Édito : L’aube d’une connectivité retrouvée
Il n’y a pas si longtemps, prendre un avion pour rallier deux régions de la Guinée relevait presque du luxe — ou de la fiction. Les routes, souvent dégradées, dictaient les distances, et l’intérieur du pays semblait condamné à l’isolement. Mais voilà qu’une nouvelle ère s’annonce : celle d’une Guinée qui réapprend à voler d’elle-même.

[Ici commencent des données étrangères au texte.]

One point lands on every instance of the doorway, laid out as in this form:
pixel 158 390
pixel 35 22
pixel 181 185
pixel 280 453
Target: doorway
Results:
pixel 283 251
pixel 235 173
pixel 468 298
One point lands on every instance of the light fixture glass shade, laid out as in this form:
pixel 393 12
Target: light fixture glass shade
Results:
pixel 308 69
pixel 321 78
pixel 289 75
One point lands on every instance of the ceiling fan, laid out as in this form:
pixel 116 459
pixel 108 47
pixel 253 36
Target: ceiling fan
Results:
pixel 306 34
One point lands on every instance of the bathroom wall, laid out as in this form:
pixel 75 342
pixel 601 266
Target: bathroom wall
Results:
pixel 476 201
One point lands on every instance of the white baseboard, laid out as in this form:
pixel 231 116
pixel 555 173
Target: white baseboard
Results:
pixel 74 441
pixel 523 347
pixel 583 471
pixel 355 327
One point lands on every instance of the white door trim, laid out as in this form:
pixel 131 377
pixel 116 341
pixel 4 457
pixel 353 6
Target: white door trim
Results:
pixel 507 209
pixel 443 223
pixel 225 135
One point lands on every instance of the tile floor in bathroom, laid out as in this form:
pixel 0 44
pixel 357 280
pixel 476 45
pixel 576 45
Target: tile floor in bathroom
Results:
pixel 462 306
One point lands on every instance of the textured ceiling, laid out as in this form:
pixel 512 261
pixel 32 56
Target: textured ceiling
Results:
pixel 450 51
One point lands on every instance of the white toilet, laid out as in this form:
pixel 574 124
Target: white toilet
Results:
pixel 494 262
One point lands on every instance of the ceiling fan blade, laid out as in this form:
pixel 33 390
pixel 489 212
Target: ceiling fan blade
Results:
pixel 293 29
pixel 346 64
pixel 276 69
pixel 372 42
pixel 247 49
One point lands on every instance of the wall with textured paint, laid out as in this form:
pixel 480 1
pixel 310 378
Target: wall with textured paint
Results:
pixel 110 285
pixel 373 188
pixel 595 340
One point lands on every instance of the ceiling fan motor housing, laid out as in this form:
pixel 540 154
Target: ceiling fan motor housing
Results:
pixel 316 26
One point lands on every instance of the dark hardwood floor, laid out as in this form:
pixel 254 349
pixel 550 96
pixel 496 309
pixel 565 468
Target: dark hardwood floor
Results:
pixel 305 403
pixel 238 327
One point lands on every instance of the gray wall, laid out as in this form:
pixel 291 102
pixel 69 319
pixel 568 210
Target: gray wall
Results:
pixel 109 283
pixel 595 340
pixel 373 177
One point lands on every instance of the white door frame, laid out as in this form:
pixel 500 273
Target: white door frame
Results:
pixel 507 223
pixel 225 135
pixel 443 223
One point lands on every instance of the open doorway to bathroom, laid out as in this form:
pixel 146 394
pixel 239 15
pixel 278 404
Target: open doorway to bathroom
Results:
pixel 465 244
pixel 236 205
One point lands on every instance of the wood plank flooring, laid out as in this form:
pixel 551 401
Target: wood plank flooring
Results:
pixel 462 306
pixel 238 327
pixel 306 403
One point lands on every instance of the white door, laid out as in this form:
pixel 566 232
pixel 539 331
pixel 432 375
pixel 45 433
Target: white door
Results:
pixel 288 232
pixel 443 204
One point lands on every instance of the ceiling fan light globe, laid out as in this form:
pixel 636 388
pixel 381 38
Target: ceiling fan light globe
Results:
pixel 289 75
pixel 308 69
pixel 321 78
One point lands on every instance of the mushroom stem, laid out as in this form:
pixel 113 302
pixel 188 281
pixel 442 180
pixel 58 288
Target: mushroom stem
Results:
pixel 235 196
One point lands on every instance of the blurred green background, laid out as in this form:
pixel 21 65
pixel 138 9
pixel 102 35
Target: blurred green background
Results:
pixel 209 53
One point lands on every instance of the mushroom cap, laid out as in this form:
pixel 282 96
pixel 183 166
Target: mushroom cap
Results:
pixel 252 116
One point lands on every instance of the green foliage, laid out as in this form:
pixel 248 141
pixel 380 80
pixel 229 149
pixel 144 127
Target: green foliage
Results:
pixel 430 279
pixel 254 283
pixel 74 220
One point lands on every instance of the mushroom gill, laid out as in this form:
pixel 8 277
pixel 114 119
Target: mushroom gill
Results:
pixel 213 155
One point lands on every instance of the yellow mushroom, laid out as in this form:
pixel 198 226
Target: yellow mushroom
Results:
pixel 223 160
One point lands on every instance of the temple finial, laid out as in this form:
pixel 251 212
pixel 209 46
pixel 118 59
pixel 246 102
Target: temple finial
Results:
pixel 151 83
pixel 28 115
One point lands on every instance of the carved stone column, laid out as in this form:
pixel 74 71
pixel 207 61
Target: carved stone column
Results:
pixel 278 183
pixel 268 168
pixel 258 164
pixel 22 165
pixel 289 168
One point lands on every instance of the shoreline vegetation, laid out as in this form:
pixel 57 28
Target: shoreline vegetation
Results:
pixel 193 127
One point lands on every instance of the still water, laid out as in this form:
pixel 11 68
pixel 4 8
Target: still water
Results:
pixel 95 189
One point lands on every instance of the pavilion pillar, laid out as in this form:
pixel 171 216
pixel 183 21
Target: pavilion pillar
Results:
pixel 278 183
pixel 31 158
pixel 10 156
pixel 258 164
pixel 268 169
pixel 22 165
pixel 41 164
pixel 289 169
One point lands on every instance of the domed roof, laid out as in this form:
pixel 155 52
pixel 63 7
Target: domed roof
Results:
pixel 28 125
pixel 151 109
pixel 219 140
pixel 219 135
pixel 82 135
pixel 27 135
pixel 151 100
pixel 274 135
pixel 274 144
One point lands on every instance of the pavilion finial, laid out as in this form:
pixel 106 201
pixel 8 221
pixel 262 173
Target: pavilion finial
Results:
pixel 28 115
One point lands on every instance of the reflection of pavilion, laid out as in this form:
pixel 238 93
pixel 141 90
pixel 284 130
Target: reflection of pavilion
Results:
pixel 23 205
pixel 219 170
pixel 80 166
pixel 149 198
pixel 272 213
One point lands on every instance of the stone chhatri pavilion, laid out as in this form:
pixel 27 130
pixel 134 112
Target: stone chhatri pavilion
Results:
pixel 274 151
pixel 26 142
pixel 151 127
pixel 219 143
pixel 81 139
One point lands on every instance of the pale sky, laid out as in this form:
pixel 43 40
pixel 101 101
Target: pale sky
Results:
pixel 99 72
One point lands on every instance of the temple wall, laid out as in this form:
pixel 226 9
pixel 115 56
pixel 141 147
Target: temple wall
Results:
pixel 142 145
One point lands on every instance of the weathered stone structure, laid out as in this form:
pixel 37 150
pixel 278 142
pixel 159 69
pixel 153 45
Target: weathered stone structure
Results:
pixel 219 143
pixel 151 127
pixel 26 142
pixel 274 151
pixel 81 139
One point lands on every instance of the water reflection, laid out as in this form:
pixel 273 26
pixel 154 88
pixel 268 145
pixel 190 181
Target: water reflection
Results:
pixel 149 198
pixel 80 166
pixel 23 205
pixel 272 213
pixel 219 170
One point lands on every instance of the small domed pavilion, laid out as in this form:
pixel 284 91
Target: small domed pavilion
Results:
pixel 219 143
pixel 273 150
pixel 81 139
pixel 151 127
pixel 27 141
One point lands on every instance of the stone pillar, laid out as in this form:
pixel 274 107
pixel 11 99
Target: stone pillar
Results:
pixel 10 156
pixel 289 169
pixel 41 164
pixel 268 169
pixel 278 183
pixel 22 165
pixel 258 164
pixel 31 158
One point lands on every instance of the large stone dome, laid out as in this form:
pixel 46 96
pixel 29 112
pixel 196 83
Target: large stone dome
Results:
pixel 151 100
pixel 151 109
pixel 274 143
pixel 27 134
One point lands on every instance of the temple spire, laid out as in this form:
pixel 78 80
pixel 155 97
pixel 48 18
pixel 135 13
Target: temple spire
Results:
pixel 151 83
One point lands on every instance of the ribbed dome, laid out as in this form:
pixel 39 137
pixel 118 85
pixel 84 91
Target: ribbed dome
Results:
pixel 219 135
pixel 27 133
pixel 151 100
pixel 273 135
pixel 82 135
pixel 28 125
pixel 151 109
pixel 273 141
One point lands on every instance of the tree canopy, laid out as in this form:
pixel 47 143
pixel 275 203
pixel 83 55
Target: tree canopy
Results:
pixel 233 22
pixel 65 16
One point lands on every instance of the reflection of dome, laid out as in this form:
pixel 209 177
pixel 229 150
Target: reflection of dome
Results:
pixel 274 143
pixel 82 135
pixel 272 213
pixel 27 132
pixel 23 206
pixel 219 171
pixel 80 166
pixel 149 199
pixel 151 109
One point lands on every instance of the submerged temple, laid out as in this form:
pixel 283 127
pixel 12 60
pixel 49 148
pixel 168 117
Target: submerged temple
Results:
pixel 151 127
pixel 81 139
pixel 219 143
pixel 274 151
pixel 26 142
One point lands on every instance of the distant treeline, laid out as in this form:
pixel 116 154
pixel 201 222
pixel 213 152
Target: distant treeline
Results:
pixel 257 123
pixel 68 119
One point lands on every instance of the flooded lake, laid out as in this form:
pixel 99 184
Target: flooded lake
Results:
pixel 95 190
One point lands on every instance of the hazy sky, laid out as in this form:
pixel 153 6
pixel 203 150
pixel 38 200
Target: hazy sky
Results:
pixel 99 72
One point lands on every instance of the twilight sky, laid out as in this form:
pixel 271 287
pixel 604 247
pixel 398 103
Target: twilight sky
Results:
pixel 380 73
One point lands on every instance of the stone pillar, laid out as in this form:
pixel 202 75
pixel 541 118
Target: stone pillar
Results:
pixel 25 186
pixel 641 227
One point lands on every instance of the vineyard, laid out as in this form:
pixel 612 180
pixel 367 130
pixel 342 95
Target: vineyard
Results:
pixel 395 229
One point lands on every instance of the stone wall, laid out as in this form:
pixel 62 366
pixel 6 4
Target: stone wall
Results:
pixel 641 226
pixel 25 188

À Labé et à Kankan, les deux grands chantiers d’aérodromes régionaux avancent à pas sûrs. À Labé, les dernières couches de peinture se posent sur le terminal flambant neuf, la piste est prête à être revêtue, et la clôture déjà achevée. Les images du site rappellent une évidence : le pays change, lentement mais sûrement. Le ministre des Transports, Ousmane Gaoual Diallo, l’a confirmé sans détour — les inaugurations auront lieu avant la fin de 2025.
Mais au-delà des chiffres et des délais, c’est le symbole qui compte. Ces aérodromes ne sont pas de simples infrastructures : ils incarnent une vision. Celle d’une Guinée qui veut reconnecter ses territoires, désenclaver ses régions et bâtir un maillage aérien à la hauteur de ses ambitions économiques.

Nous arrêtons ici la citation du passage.